Porting & Optimization (4) and conclusion for fossil
In my last port, I test the C codes and Assembly codes on x86_64, and now I will test it on aarch64 machine.
I will use the same test program as last post, but change the assembly codes for running on aarch64.
//Rotation using C
//#define SHA_ROT(x,l,r) ((x) << (l) | (x) >> (r))
//#define rol(x,k) SHA_ROT(x,k,32-(k))
//#define ror(x,k) SHA_ROT(x,32-(k),k)
//Rotation using assembly under x86_64
//#define SHA_ROT(op, x, k) \
({ unsigned int y; asm(op " %1,%0" : "=r" (y) : "I" (k), "0" (x)); y; })
//#define rol(x,k) SHA_ROT("roll", x, k)
//#define ror(x,k) SHA_ROT("rorl", x, k)
//Rotation using assembly under aarch64
#define SHA_ROT(op, x, k) \
({ unsigned int y; asm(op " %0,%2,%1" : "=&r" (y) : "r" (k), "r" (x)); y; })
#define rol(x,k) SHA_ROT("ror", x, 64-(k))

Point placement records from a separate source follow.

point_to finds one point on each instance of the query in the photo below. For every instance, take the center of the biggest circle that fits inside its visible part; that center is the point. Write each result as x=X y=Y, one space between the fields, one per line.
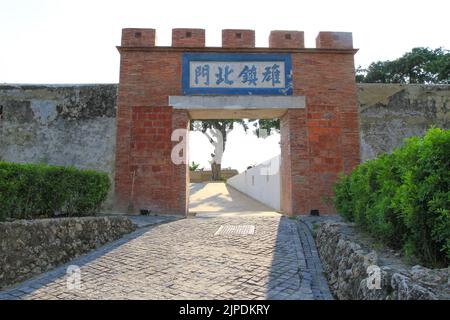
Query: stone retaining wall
x=347 y=263
x=30 y=247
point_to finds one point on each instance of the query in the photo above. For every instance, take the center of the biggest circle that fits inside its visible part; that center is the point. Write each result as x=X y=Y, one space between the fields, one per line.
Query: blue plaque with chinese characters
x=237 y=73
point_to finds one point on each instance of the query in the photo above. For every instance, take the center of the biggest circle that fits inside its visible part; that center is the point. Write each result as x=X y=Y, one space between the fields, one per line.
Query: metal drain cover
x=235 y=230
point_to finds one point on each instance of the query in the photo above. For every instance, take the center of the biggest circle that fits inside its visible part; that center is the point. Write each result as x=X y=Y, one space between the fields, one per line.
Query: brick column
x=294 y=162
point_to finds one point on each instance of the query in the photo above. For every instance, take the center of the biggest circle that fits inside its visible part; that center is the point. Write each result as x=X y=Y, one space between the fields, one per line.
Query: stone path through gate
x=186 y=259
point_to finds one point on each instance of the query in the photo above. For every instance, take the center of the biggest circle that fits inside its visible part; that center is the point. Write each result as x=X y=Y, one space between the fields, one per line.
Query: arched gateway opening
x=312 y=91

#define ror(x,k) SHA_ROT("ror", x, k)
testing standard:
7 tests, run the program for 2000 times for each test, record the time for each test
remove the first test (for preloading the cache), the longest time test and the shortest time test. calculate the average for the rest 4 tests.
test result:
[root@localhost test]# time ./test_c.sh
real 0m16.349s
user 0m1.070s
sys 0m2.660s
[root@localhost test]# vi ./test_c.sh
[root@localhost test]# time ./test_c.sh
real 0m16.379s
user 0m0.960s
sys 0m2.760s
[root@localhost test]# time ./test_c.sh
real 0m16.479s
user 0m0.940s
sys 0m2.850s
[root@localhost test]# time ./test_c.sh
real 0m16.408s
user 0m0.980s
sys 0m2.760s
[root@localhost test]# time ./test_c.sh
real 0m16.506s
user 0m1.080s
sys 0m2.670s
[root@localhost test]# time ./test_c.sh
real 0m16.414s
user 0m1.110s
sys 0m2.620s
[root@localhost test]# time ./test_c.sh
real 0m16.410s
user 0m1.030s
sys 0m2.720s
[root@localhost test]#
arm64:
[root@localhost test]# time ./test_arm.sh
real 0m16.440s
user 0m1.180s
sys 0m2.570s
[root@localhost test]# time ./test_arm.sh
real 0m16.438s
user 0m1.030s
sys 0m2.720s
[root@localhost test]# time ./test_arm.sh
real 0m16.451s
user 0m1.010s
sys 0m2.750s
[root@localhost test]# time ./test_arm.sh
real 0m16.473s
user 0m1.190s
sys 0m2.580s
[root@localhost test]# time ./test_arm.sh
real 0m16.519s
user 0m1.030s
sys 0m2.800s
[root@localhost test]# time ./test_arm.sh
real 0m16.432s
user 0m1.000s
sys 0m2.780s
[root@localhost test]# time ./test_arm.sh1
real 0m16.441s
user 0m1.010s
sys 0m2.760s
C:
(.98+.96+1.08+1.03)/4 = 1.0125 s
assembly:
(1.03+1.01+1.03+1.01)/4 = 1.02 s
We can see the performances between 2 types of rotation are almost the same. The C codes don't have to be converted to assembly codes.
Conclusion:
Build:
building the fossil on aarch64 you need to replace the latest
config.guess file,
the link is
http://git.savannah.gnu.org/gitweb/?p=config.git;a=blob_plain;f=config.guess;hb=HEAD
Optimization:
According to the testing result, we can see the performance doesn't show significant improvement after changing the code to assembly, so modification is not necessary.